On the other hand, when the test signal Vt is input in the inactive state, that is, the low potential, the transfer gates 11 and 12 are blocked and the transfer gates 21 and 22 are in the conductive state as described in FIG. Accordingly, the output signal Doi corresponding to the output signals Dm and Dn of the second input / output unit 20 is output from the buffer 30. In this case, since the low potential signal inactive state of the test signal Vt is applied to one input terminal of the NAND gates NA3 and NA4 and NA5 and NA6, the NAND gates NA3 and NA4 and NA5, NA6) becomes a disable state for outputting a high potential signal irrespective of the signal applied to the other input terminal thereof, so that the output signals Dm and Dn of the second input / output unit 20 are the signal selection output unit. It cannot be output through (60, 70).

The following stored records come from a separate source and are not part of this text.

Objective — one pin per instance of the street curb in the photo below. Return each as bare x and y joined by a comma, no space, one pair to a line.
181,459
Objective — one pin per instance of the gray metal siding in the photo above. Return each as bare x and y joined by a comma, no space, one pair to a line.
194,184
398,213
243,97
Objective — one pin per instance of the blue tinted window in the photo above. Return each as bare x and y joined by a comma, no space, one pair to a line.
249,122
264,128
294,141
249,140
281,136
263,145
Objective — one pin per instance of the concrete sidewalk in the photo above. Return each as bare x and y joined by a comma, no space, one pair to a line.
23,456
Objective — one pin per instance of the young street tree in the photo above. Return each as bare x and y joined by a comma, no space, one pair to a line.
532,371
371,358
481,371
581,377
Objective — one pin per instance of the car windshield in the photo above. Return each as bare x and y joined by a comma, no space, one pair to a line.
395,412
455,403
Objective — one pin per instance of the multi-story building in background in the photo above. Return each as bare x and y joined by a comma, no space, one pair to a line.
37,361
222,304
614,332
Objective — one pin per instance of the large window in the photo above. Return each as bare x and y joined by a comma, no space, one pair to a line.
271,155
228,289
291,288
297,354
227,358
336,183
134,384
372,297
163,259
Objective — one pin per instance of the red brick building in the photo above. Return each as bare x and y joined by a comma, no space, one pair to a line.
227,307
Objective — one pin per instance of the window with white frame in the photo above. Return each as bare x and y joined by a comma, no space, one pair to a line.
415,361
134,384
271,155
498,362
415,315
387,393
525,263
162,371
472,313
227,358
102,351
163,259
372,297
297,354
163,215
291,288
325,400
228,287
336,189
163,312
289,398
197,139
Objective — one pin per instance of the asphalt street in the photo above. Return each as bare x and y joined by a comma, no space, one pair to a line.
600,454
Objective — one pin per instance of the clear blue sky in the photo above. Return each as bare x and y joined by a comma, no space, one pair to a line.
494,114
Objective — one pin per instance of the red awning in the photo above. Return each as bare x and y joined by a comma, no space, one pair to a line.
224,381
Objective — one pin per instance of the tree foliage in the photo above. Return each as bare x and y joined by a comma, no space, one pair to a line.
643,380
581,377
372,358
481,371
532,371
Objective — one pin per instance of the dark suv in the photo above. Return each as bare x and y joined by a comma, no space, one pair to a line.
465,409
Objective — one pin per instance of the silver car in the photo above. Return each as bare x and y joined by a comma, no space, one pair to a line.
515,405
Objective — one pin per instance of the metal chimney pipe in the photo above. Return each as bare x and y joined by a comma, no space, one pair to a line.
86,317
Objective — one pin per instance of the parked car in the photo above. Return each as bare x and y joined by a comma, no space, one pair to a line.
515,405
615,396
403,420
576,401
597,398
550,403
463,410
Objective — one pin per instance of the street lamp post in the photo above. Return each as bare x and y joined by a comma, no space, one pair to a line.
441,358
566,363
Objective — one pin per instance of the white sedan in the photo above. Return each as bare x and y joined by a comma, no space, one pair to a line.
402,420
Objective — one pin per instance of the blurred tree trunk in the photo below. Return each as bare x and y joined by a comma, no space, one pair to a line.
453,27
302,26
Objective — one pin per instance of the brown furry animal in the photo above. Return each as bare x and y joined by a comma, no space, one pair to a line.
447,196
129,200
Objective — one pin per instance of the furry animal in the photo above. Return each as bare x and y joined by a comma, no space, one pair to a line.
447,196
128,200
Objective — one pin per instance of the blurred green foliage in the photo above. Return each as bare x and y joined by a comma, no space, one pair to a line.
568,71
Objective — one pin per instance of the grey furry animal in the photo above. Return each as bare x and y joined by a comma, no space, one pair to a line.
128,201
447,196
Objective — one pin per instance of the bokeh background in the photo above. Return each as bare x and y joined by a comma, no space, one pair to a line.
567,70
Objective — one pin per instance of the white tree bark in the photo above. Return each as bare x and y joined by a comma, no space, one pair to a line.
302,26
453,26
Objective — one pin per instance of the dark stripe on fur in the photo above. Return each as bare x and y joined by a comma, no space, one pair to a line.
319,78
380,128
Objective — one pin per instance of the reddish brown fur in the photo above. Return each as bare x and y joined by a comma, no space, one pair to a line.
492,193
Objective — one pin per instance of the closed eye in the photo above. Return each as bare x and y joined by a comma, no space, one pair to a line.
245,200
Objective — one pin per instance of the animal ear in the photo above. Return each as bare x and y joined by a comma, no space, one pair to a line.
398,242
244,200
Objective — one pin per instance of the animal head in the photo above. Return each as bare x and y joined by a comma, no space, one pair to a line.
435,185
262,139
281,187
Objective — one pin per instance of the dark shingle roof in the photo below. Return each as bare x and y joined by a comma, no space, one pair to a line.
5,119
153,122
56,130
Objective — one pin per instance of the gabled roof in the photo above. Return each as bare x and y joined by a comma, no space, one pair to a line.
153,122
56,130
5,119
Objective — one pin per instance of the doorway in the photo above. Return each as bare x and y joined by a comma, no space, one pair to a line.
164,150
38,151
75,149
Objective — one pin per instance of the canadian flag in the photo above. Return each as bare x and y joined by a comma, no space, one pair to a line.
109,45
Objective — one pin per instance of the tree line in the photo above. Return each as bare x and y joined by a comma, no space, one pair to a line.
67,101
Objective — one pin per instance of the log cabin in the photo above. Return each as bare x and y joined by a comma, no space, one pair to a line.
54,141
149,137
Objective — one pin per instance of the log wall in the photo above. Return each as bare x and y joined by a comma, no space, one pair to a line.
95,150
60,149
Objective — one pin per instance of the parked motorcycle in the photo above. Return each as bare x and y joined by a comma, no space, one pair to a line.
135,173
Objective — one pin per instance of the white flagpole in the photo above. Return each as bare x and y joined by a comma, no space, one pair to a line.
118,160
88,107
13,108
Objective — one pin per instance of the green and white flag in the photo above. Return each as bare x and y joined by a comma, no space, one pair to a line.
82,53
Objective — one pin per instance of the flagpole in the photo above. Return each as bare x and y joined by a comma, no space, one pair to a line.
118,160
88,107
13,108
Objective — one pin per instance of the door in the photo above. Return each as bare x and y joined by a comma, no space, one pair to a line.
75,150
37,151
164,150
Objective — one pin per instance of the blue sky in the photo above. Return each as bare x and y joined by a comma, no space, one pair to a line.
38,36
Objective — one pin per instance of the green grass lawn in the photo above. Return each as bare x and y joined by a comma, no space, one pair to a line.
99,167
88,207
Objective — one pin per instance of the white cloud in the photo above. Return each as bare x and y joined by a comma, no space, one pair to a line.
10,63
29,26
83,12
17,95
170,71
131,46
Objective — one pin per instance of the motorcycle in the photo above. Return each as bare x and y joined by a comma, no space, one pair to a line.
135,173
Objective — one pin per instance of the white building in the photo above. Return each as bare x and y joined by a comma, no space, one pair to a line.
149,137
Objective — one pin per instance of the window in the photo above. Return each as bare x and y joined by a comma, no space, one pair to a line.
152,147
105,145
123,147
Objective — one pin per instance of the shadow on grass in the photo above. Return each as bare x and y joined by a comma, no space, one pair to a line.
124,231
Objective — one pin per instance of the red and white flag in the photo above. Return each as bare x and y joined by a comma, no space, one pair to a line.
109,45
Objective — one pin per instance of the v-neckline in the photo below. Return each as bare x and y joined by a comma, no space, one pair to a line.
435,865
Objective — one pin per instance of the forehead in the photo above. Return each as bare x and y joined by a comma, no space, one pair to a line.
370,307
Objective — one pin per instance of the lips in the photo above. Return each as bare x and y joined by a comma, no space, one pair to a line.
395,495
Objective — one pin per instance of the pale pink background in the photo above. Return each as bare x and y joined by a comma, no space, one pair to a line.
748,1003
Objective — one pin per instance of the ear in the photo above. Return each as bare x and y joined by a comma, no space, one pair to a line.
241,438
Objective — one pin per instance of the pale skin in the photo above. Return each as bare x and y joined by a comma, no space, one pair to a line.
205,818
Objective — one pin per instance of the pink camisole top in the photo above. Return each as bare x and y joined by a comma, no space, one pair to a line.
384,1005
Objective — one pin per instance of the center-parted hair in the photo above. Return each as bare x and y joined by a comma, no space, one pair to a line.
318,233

As described above, according to the present invention, all the input and output devices which are not driven in the test mode can be driven while the test time does not change, so that problems such as noise and interference that can occur between the input and output devices can be found in advance.

Claims (2)

After receiving the NAND gate NA1 for inverting and outputting the output signal Di of the first input / output unit 10 under the control of the test signal Vt and the output signal Di through the inverter I1, The NAND gate NA2 receives the enable control according to the test signal Vt and inverts the output signal, and the output signal of the NAND gates NA1 and NA2 receives the conduction control according to the test signal Vt. The transmission gates 11 and 12 outputting the control signal and the output signals Dm and Dn of the second input / output unit 20 are subjected to conduction control when the test signal Vt is in an inactive state. In the driving circuit of the input / output device composed of the transmission gates 21 and 22 outputting to the side, the output signals Dm and Dn of the second input / output unit 20 are subjected to enable control according to the test signal Vt. After the selection, the input and output of the input and output device characterized in that it comprises a signal selection output unit (60, 70) for buffering and output Circuit. The signal selection output unit 60 includes a NAND gate NA3 for inverting the output signal Dm of the second input / output unit 20 under the enable control according to the test signal Vt; A NAND gate NA4 for receiving the output signal Dm of the second input / output unit 20 through the inverter I4 and receiving the enable control according to the test signal Vt and inverting the output; And a buffer 40 which receives the output of the gate NA3 and the output of the NAND gate NA4 through the inverter I5 and buffers the output. The signal selection output unit 70 also selects the signal. Drive circuit of the input-output unit, characterized in that configured in the same manner as the output unit (60).